To go on pilgrimage is to realize that we are in a way returning home as a people, a people whose wealth is seen its myriad faces, cultures, languages and traditions. The holy and faithful People of God who in union with Mary advance on their pilgrim way singing of the Lord’s mercy. In Cana of Galilee, Mary interceded with Jesus to perform his first miracle; in every shrine, she watches over us and makes intercession, not only with her Son but also with each of us, asking that we not let ourselves be robbed of our fraternal love by those voices and hurts that provoke division and fragmentation. Complicated and sorrow-filled situations from the past must not be forgotten or denied, yet neither must they be an obstacle or an excuse standing in the way of our desire to live together as brothers and sisters.
To go on pilgrimage is to feel called and compelled to journey together, asking the Lord for the grace to change past and present resentments and mistrust into new opportunities for fellowship. It means leaving behind our security and comfort and setting out for a new land that the Lord wants to give us. To go on pilgrimage means daring to discover and communicate the “mystique” of living together, and not being afraid to mingle, to embrace and to support one another. To go on pilgrimage is to participate in that somewhat chaotic sea of people that can give us a genuine experience of fraternity, to be part of a caravan that can together, in solidarity, create history (cf. Evangelii Gaudium, 87).

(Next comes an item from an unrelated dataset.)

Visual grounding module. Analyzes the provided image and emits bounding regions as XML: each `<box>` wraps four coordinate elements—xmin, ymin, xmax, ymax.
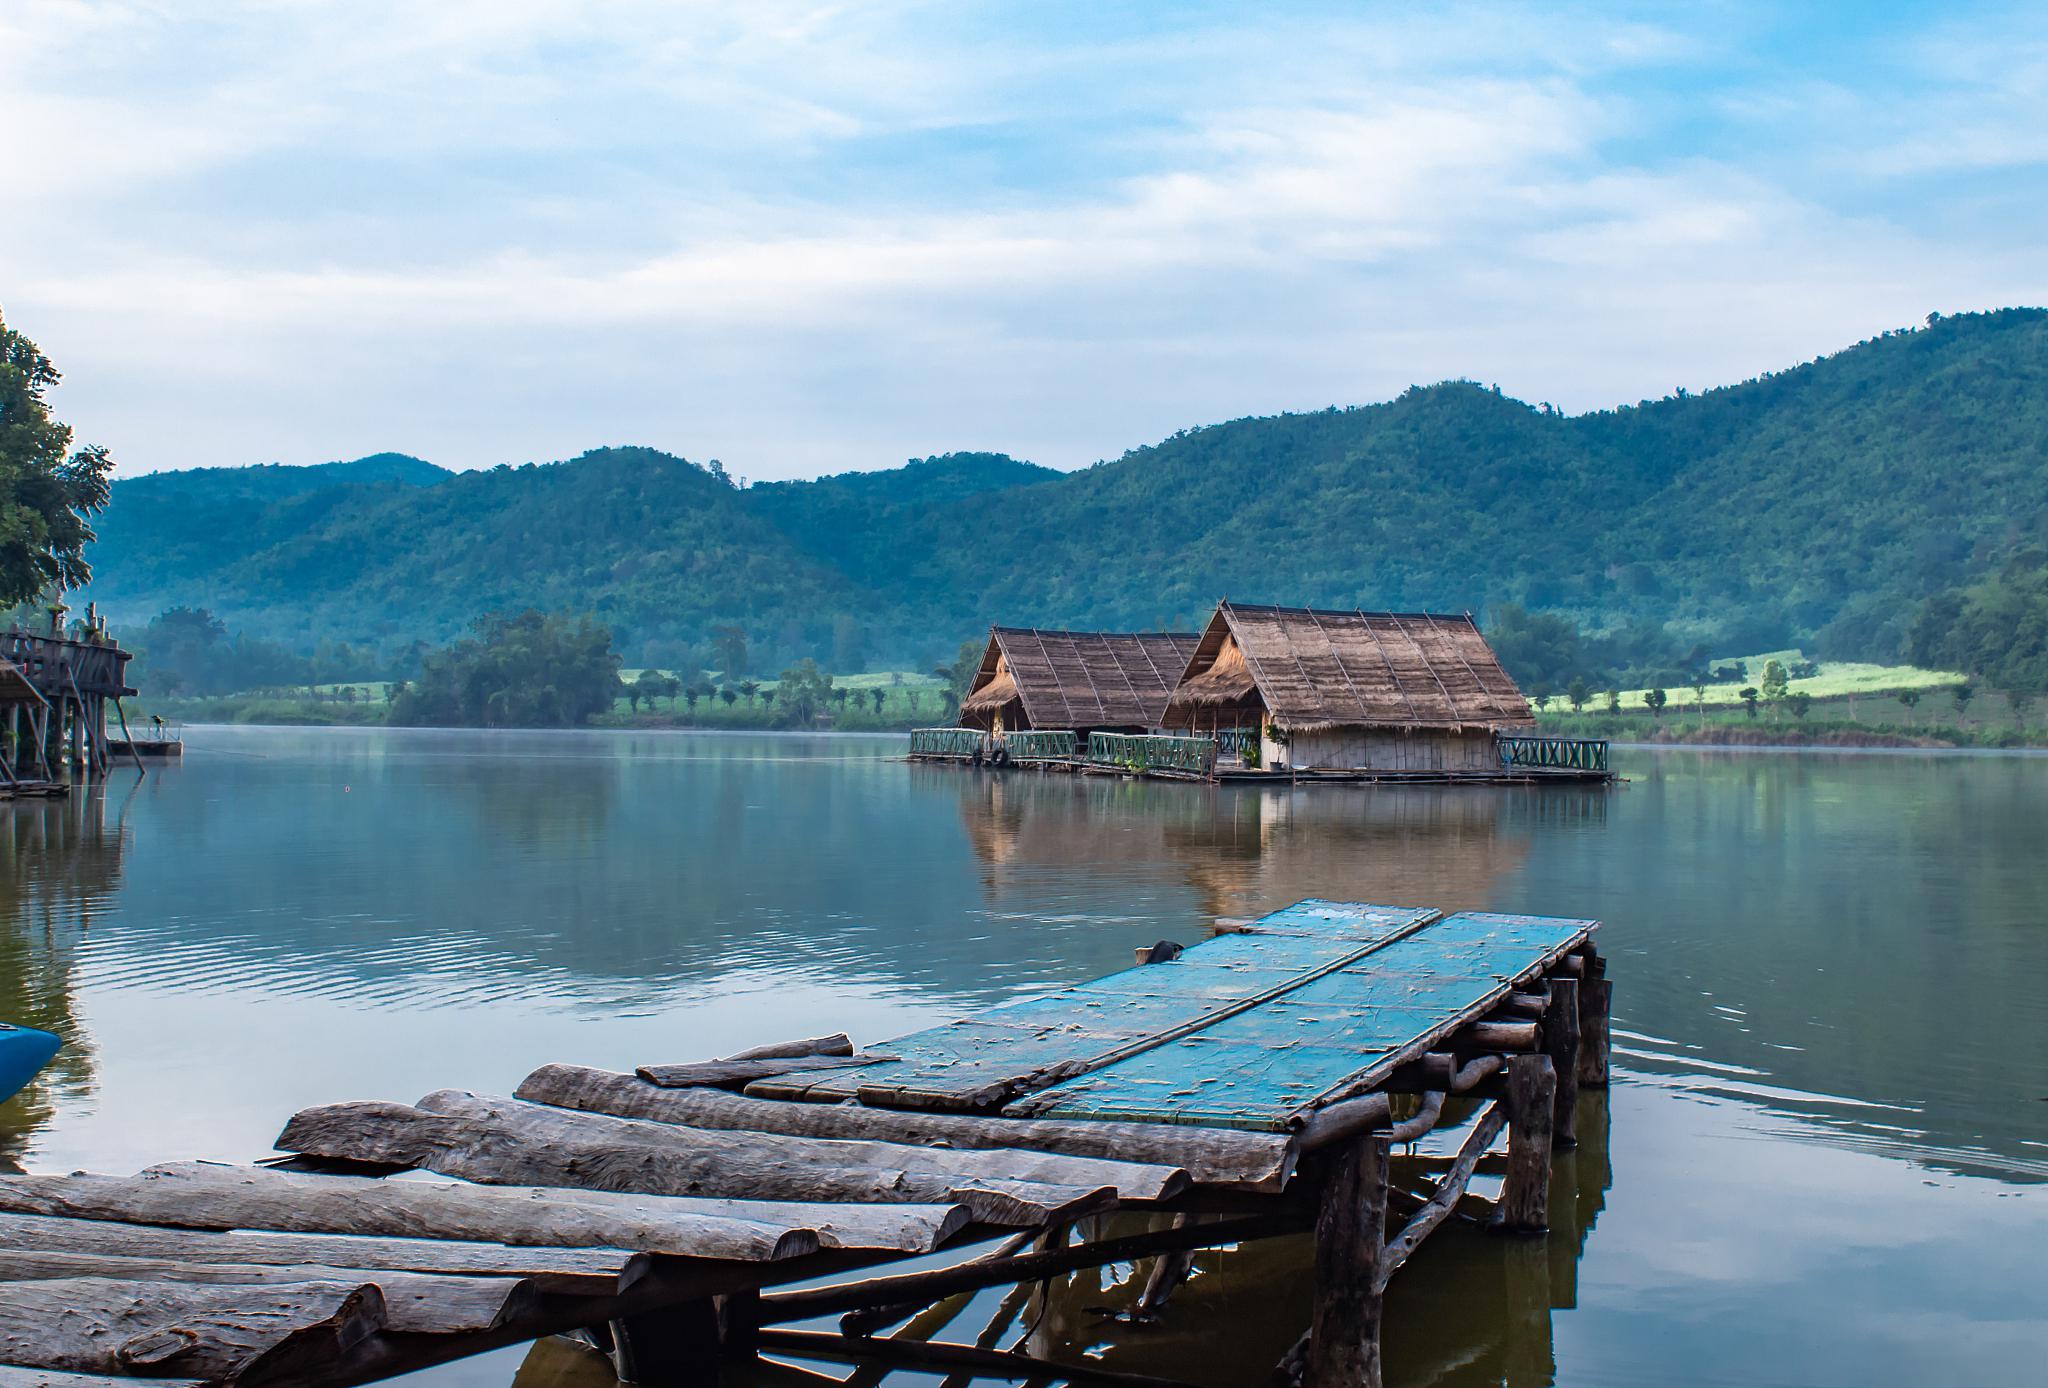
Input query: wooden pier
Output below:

To go on pilgrimage is to look not so much at what might have been (and wasn’t), but at everything that awaits us and cannot be put off much longer. It is to believe in the Lord who is coming and even now is in our midst, inspiring and generating solidarity, fraternity, and the desire for goodness, truth and justice (cf. Evangelii Gaudium, 71). It is to commit ourselves to ensuring that the stragglers of yesterday can become the protagonists of tomorrow, and that today’s protagonists do not become tomorrow’s stragglers. This requires a certain skill, the art of weaving the threads of the future. That is why we are here today, to say together: Mother teach us to weave the future.